On 3 March 2017, the Dutch Supreme Court requested a preliminary ruling from the Court of Justice of the European Union (CJEU) in two cases that relate to a German and a UK resident investment fund that both filed several Dutch dividend withholding tax refund claims with the Dutch tax authorities on the basis of the free movement of capital principle set forth in Article 63 of the Treaty on the Functioning of the European Union (EU). In 2015, the Dutch Supreme Court concluded that foreign investment funds are not comparable to Dutch fiscal investment institutions as they are not withholding agents for Dutch dividend withholding tax upon redistribution of their investment income to their ultimate investors. If the refund would be granted, foreign investors investing in Dutch securities through a foreign investment fund would effectively be better off (no Dutch withholding tax burden) than foreign direct portfolio investors investing in Dutch securities. The Supreme Court therefore ruled that the EU treaty freedoms do not require the Netherlands to refund Dutch dividend withholding tax incurred by foreign investment funds on their Dutch portfolio dividend income.
However, as a result of subsequent developments in the CJEU’s case law, the correctness of the Supreme Court decision has been challenged. Based on the recent CJEU case law, foreign direct portfolio investors directly investing in Dutch securities may be eligible for a refund of Dutch dividend withholding tax. By contrast, based on the Supreme Court’s 2015 decision, foreign investors investing in Dutch securities through a foreign investment fund would effectively not qualify for such refund. In light of these developments, the Dutch Lower Court requested the Dutch Supreme Court to reassess its earlier 2015 decision in the two cases at hand in August 2016.1 The Lower Court explicitly asked the Supreme Court whether it sees arguments to reconsider its 2015 ruling, and how certain aspects relating to the comparability between the foreign and Dutch fiscal investment institutions.
Accordingly, the Dutch Supreme Court decided to refer the two cases to the CJEU on 3 March for a preliminary ruling. The Dutch Supreme Court acknowledges that the correctness of its 2015 decision is not beyond challenge.
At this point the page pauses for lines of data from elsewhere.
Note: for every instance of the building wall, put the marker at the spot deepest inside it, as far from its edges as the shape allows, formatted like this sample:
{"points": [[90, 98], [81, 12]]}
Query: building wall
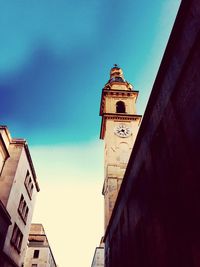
{"points": [[98, 260], [12, 188], [38, 241], [45, 257], [18, 189], [156, 218]]}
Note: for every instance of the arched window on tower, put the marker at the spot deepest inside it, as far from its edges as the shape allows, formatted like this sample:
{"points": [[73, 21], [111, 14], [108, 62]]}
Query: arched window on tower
{"points": [[120, 107]]}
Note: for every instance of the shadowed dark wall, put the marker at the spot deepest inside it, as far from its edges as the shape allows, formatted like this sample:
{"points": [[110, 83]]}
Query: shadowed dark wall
{"points": [[156, 219]]}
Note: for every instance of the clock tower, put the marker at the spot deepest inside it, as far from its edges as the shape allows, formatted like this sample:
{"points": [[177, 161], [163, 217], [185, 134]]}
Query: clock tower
{"points": [[119, 127]]}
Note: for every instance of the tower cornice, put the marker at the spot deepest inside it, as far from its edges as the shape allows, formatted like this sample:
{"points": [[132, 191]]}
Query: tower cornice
{"points": [[115, 93]]}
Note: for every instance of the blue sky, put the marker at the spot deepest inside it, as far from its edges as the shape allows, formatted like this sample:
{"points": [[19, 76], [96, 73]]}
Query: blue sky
{"points": [[55, 57]]}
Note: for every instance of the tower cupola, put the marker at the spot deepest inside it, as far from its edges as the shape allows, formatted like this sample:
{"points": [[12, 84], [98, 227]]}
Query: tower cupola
{"points": [[117, 81], [116, 74]]}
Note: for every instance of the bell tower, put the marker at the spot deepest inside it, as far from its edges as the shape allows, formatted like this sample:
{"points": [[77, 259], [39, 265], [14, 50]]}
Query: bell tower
{"points": [[119, 127]]}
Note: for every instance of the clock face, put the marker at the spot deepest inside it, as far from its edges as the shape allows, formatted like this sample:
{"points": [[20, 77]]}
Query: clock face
{"points": [[122, 130]]}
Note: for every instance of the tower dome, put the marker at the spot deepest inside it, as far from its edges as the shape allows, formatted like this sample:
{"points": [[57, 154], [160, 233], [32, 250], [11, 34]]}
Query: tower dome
{"points": [[116, 74], [117, 81]]}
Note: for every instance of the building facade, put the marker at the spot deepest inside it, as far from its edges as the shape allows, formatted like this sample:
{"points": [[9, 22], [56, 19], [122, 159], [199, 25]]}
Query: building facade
{"points": [[39, 253], [98, 259], [18, 189], [156, 219], [119, 128]]}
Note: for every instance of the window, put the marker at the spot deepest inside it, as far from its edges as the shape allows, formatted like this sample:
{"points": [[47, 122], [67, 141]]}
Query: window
{"points": [[29, 184], [16, 239], [23, 209], [36, 253], [120, 107]]}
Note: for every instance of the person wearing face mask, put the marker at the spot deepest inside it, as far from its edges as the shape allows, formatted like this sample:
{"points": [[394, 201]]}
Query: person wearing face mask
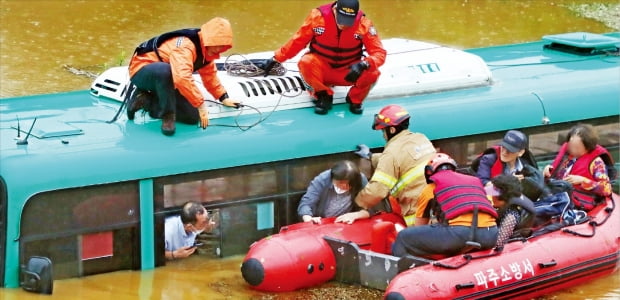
{"points": [[338, 34], [181, 230], [586, 165], [331, 193], [510, 157]]}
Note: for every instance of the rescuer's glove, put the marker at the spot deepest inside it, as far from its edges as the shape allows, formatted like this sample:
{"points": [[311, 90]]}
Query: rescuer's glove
{"points": [[203, 112], [363, 151]]}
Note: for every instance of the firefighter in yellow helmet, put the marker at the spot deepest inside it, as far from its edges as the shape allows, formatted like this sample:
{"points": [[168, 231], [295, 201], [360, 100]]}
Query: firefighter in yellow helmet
{"points": [[399, 170]]}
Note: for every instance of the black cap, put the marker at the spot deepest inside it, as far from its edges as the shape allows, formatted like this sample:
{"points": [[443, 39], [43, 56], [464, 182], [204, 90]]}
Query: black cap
{"points": [[346, 11], [514, 141]]}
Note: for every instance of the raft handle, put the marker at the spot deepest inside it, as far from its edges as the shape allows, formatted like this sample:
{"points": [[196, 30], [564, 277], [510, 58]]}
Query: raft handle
{"points": [[462, 286], [550, 264]]}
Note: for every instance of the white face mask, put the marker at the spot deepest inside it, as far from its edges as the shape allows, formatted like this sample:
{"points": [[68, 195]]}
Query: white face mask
{"points": [[339, 191]]}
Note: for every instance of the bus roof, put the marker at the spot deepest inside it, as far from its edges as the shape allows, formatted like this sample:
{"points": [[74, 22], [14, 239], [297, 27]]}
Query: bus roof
{"points": [[71, 144]]}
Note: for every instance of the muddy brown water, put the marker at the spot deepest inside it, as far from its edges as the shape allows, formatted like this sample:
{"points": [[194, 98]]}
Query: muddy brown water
{"points": [[37, 38]]}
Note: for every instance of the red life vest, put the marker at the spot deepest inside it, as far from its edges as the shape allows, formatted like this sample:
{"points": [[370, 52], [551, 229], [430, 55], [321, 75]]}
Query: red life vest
{"points": [[339, 48], [583, 198], [498, 167], [457, 194]]}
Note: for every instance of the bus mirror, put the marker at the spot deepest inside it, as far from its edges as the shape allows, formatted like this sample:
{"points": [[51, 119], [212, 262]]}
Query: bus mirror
{"points": [[37, 275]]}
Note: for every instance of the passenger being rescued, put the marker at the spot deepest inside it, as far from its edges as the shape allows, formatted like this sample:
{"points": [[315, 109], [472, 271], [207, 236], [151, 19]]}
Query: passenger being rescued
{"points": [[584, 164], [511, 157], [331, 193], [453, 198], [516, 212]]}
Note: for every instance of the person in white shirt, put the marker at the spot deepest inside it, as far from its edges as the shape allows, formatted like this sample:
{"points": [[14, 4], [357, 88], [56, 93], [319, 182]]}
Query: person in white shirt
{"points": [[181, 230]]}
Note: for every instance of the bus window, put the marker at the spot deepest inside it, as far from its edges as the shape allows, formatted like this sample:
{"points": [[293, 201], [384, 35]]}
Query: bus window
{"points": [[84, 231], [221, 185], [3, 210]]}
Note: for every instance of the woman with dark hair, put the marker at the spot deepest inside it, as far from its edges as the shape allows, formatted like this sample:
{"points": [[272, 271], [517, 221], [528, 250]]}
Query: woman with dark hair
{"points": [[587, 166], [331, 193], [516, 212]]}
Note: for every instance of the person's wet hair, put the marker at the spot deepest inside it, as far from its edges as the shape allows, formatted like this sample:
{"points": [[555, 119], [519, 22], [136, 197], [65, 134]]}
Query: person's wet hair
{"points": [[400, 127], [587, 133], [189, 211], [508, 185], [347, 170]]}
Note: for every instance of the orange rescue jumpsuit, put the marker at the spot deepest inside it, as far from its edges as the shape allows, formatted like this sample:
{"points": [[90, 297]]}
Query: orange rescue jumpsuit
{"points": [[180, 54]]}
The Supreme Court has furthermore asked the CJEU to clarify to what extent a foreign investment fund can be considered to be comparable to a Dutch fiscal investment institution that is entitled to a dividend withholding tax refund.
The request for the preliminary ruling from the CJEU is a positive development for foreign investment funds holding Dutch securities as the correctness of the strict Supreme Court decision from 2015 will now be assessed by the CJEU. In anticipation to the final outcome in the two cases, foreign investment funds should assess their Dutch withholding tax position and where appropriate, consider filing protective claims with the Dutch tax administration.
1. See EY Global Tax Alert, Dutch Lower Court requests Dutch Supreme Court to reconsider its case law on withholding tax reclaim requests filed by foreign investment funds, dated 6 September 2016.